An opening on a dark and misty wasteland with women chanting curses and spells wasn’t what I was expecting, yet this play is greatly concerned with destiny and fortune. The women turn out to be girls who, on the cusp of adolescence, are both excited by and fearful of their impending reproductive power. They share their superstitions of fertility with each other, about which, of course, they’d never tell anyone else, plot the fantasy killings of their mothers, subconsciously aware that they are destined to replace them, and daydream about what lives they will lead.

Rather than being contemporaries, we learn that the four girls are actually successive generations of the same family, the narrative of the play moving back and forth through time, showing the interactions of the mothers and daughters. Spanning the late twenties to the 1980s, the changes in the lives of women and girls is examined, in particular the expectations placed upon them by others, principally by their mothers, and then the men who are part of their adult lives. Men are never directly seen or heard, but are felt only through the four female characters on stage.

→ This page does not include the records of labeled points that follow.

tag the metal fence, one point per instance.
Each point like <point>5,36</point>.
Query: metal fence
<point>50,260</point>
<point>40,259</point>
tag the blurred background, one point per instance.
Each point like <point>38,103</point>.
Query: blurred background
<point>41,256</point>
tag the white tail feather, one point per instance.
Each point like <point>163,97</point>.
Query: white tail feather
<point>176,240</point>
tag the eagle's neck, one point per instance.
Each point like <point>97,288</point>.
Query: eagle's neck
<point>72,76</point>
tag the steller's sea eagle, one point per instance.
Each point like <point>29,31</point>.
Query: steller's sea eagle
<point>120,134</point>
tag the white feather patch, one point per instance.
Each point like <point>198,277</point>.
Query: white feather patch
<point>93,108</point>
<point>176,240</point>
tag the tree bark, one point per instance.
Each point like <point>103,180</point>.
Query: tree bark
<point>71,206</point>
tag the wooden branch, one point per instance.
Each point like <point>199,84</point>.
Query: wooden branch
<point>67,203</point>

The play is rightly highly regarded, being both powerful and moving, and this production was wonderfully acted. Carole Dance as Doris, the eventual great-grandmother, gives an emotionally affecting study of a great arc of experience, from motivated adolescence, to blissful falling in love, through duty, disappointment and resentment, to something much nearer contentment in the company of the youngest of the family. The youngest, Rosie, is played by Felicity Houlbrooke with a bubbling excitement that truly communicates a passionate, almost wild optimism, such that you hope she will carry it through, undimmed, for all of her adult life.

Connie Walker as Margaret, and Kathryn Ritchie as her daughter Jackie, are the pair in the middle, who find it so hard to tell each other what they really think, a theme that is explored throughout, and the climactic scene between them is played out with considerable force.

I had some reservations about the set design, the “wasteland” scenery being used for everything, with very slight changes for certain scenes. I think, like me, many members of the audience were bemused by the site of Doris tucking the young Margaret into bed outdoors underneath a pile of rubbish, while she seemed to walk back to the house, and to make it seem even more cruel, during an air raid. The rubbish doubles up as a bed, and later as a piano; eventually I got used to this, but an indoor / outdoor contrast may have made more sense – to me at any rate.

This is nevertheless a beautifully acted, absorbing and very thought-provoking evening that succeeds in landing quite an emotional impact.